Crack, crack.  The seagull slaps the crab onto a flat piece of rock and jabs its beak into the body.  It pulls bits of white flesh out from under the crushed shell, shifts it down its throat, and swallows.  Motionless, I watch the murder over and over again until the crustacean stops quivering and lies broken, mashed, and still.

My chest tightens.  I inhale and hold.

My beach is fear and death.  Hopelessness.  Nothing is forever; life is worthless since everyone dies anyway.  Bad people hurt good people, and I can’t do anything about it.  I lie my head back down on my knees and let my tears run down my bare legs like rivers of pain.  Great sobs echo in the darkness, and I fold my arms over my head to protect myself from the dangerous pictures in my mind.

A long time passes.  Finally, the sea’s music wipes my tears.

A whiff of breeze sails through a window between my knees and kisses my face.  I look up—across the dark sand, over the crawling shore, beyond the undulating navy cobalt marine to the horizon. 

Whales. The backs of dozens and dozens of gray whales.  They cavort and blur the horizon, ruffle the surface of the sea, blowing spouts of steam.

The sea billows like a blanket in the wind; in its creases, lines of white bubbles flirt with the shore, ever closer, ever bigger, until the bubbles splash onto the sand like happy cartoon characters, and pop!

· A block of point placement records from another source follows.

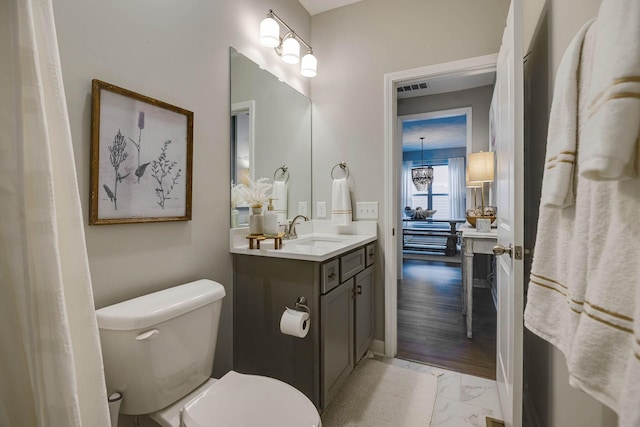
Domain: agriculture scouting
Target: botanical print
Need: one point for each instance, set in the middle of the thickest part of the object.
(161, 169)
(117, 155)
(142, 160)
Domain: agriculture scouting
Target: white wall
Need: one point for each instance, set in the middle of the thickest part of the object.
(177, 52)
(356, 46)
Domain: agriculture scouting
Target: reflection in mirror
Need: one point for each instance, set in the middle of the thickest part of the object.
(270, 129)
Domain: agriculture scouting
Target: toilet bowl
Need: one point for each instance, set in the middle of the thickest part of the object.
(238, 400)
(158, 354)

Rocks, as massive as houses, glisten in the dawn, black and craggy.  There, sea lions lie and roll over like lazy teenagers out of school.  They yelp for food.  Herons float over the lions like white fans, circling, gliding, dipping.  Their pleated wings wave.

As the sleepy sun rises like a yellow pearl in the morning sky, I fill up with a new essence–beach, ocean, wideness, greatness.  I change my position and sit Buddha-legged on the dark sand and become what I see. The whales salute me with their blows.   I am one of them, swimming and diving in a wet heaven.  The waves roll toward me like wide smiles, and the sand sticks to my feet like stars.

The swell of the water fills me with hope.  I search the line of the crooked horizon and find peace.